On the federal stimulus: "You know, if you look back in the 1930s, the money went to infrastructure. The bridges, the municipal buildings, the roads, those were all built with stimulus money spent on infrastructure. This stimulus bill has fundamentally gone, started out with a $500 rebate check, remember. That went to buy flat-screen TVs made in China. That didn't exactly help our economy. Then all of this other stimulus money that's been given out to governments, they're using it for operating rather than investment. And the monies that are going to, to the private sector, they're doing the pet projects for companies that happen to have some influence throughout this country. And the argument is, 'Well, these people would get laid off if we didn't do that,' but nobody's directing this money at the people who've already been laid off."
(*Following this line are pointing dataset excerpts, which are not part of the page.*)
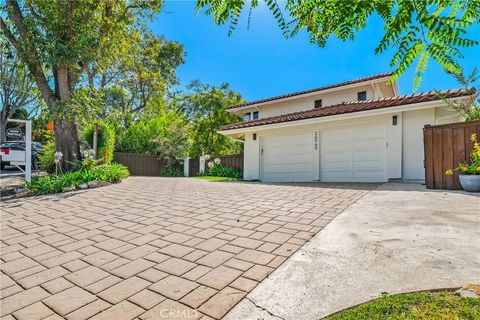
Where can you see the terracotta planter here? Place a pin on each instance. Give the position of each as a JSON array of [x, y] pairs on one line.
[[470, 183]]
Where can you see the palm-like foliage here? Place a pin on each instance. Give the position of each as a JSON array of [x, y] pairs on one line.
[[419, 30]]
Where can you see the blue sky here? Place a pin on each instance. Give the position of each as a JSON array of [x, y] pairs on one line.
[[258, 62]]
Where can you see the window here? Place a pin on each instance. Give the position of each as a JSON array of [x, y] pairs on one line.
[[250, 116], [362, 96]]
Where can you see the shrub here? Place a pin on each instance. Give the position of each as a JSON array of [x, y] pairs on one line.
[[46, 159], [218, 170], [171, 172], [472, 168], [57, 183], [106, 140]]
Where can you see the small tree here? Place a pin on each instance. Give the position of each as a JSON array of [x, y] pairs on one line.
[[205, 108]]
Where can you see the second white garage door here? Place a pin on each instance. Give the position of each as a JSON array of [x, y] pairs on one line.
[[354, 154], [288, 158]]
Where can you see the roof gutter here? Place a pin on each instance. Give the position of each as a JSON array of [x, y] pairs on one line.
[[345, 116], [304, 95]]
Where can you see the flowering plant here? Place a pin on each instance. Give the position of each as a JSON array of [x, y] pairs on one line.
[[56, 159], [89, 154], [472, 168]]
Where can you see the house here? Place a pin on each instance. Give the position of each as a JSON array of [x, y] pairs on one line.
[[356, 131]]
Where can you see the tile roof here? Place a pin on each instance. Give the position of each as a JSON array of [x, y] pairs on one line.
[[346, 83], [350, 107]]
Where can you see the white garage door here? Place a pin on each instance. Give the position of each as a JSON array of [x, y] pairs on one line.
[[354, 154], [288, 158]]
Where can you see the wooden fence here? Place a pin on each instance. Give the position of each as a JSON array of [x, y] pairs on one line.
[[235, 161], [141, 164], [445, 146]]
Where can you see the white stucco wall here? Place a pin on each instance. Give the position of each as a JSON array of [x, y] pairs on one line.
[[251, 158], [404, 151], [413, 152]]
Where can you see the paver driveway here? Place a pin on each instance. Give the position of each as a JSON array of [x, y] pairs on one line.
[[155, 248]]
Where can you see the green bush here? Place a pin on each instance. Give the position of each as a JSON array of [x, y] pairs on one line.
[[220, 171], [46, 159], [57, 183], [106, 140], [164, 135], [171, 172]]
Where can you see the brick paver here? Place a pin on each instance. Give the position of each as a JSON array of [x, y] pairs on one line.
[[159, 248]]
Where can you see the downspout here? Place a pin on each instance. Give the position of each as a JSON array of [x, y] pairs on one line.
[[375, 95]]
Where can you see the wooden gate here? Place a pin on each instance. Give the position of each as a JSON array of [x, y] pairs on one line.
[[142, 164], [445, 146]]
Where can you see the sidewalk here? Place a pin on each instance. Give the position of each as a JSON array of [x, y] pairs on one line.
[[398, 238]]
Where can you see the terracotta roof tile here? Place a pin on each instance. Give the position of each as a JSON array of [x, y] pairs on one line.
[[369, 78], [350, 107]]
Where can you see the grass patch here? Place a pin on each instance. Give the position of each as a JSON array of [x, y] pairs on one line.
[[212, 178], [419, 305]]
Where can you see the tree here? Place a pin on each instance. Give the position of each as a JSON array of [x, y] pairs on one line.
[[204, 105], [57, 40], [164, 134], [417, 29], [17, 89], [145, 73]]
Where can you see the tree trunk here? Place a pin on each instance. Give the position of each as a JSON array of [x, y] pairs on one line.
[[3, 123], [66, 141], [66, 132]]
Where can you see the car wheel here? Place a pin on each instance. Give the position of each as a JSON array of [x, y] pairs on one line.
[[35, 163]]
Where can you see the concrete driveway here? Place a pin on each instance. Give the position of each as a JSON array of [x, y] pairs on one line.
[[155, 248], [397, 238]]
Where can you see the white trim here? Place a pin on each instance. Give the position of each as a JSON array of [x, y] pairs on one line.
[[356, 114], [303, 95]]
On immigration: Building upon his belief that the illegal immigrants already in the U.S. should not be deported, he made a point about visas for skilled immigrant, "Canada sets aside 36 percent of their visas for people with skills they think their country needs. We set aside 6 percent. We educate the doctors and then don't give them a green card."
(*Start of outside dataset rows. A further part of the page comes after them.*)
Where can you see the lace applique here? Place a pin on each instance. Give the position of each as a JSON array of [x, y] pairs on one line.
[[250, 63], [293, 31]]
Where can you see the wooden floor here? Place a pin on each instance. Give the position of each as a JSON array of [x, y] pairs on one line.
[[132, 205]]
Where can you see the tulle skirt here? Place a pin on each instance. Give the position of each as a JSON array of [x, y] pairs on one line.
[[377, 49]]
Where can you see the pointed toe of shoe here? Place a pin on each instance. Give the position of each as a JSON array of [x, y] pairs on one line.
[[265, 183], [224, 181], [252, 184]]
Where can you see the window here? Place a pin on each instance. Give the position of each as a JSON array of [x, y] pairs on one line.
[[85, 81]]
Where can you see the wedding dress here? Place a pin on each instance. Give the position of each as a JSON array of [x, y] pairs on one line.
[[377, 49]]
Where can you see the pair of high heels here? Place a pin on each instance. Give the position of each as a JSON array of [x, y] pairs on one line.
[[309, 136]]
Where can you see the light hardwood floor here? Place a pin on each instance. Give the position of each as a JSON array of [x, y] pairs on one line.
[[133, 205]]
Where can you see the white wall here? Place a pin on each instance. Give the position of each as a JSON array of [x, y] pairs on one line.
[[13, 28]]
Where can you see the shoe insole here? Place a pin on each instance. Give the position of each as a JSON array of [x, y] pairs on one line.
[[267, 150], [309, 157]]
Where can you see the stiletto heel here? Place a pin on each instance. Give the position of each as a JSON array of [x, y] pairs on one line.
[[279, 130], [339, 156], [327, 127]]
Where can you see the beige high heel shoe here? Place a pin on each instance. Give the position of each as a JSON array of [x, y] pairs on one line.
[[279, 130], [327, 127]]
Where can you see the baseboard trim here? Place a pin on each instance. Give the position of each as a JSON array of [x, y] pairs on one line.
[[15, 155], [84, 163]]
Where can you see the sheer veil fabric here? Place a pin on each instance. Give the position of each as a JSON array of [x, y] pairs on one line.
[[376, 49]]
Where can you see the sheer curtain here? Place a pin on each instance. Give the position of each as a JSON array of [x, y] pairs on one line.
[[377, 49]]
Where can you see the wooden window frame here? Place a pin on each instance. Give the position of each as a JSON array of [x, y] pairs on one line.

On Rep. Charles Rangel's ethics issue: "Well, it's very sad. It's not good for New York. He was one of our representatives and was going to be a powerful one who could really deliver for New York. I'll let Congress worry about whether he did the things that he is alleged to have done. But the whole thing is, I think, symptomatic of we don't have the kind of disclosure, Congress doesn't have the kind of self-policing and openness and visibility that this country deserves."